|M.Sc Student||Sagi Katz|
|Subject||Polyhedral Surface Decomposition and Applications|
|Department||Department of Electrical Engineering||Supervisors||Full Professor Ginosar Ran|
|Full Professor Tal Ayellet|
Cutting up a complex object into simpler sub-objects is a fundamental problem in various disciplines. In image processing, images are segmented while in computational geometry, solid polyhedra are decomposed. In recent years, in computer graphics, polyhedral surfaces are decomposed into sets of simpler sub-surfaces that are easier to handle and manipulate. The major problem, however, is how to decompose an object.

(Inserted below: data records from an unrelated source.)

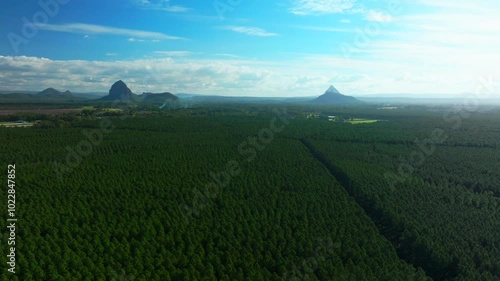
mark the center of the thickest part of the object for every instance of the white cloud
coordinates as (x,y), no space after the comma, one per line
(378,16)
(162,5)
(321,7)
(253,31)
(80,28)
(174,53)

In this thesis we propose a new hierarchical surface decomposition algorithm and use it in three applications. The idea behind the algorithm is to separate the decomposition into two stages. In the first stage the patches which encircle the main parts of the input object are found. In the second stage the final cuts between the patches are found.
The algorithm proposed has a few benefits over previous algorithms. First, while previous algorithms produce ``flat'' decompositions, our algorithm produces hierarchical ones. As a consequence, should the number of components be refined, the whole decomposition does not have to be calculated from scratch. oreover, components which belong to a refined decomposition are contained in components of a coarser decomposition, which is usually a desired property.
A Second benefit of the algorithm proposed is in the way boundaries between components are handled. Previously, the focus has been on generating either meaningful components or components which comply with certain geometric properties. The boundaries between the components, however, were a by-product of the process. As a result, the boundaries were often too jagged or too straight in a way that did not always fit the model. The current algorithm aims at avoiding jagginess, by specifically handling the boundaries. Finally, the algorithm avoids over-segmentation and decomposes the objects into meaningful components.
We demonstrate the use of our algorithm in three applications. The first application is skeleton articulation which is a novel application for a surface decomposition algorithm. This skeleton is used to control non-rigid animations in real-time. The second application is finding a correspondence for metamorphosis. Given two objects, they are first decomposed using our decomposition algorithm. A correspondence between the parts of the two objects is established, maintaining the boundaries between the components. Finally, our algorithm is used in the creation of 3D puzzles, which is also a novel application.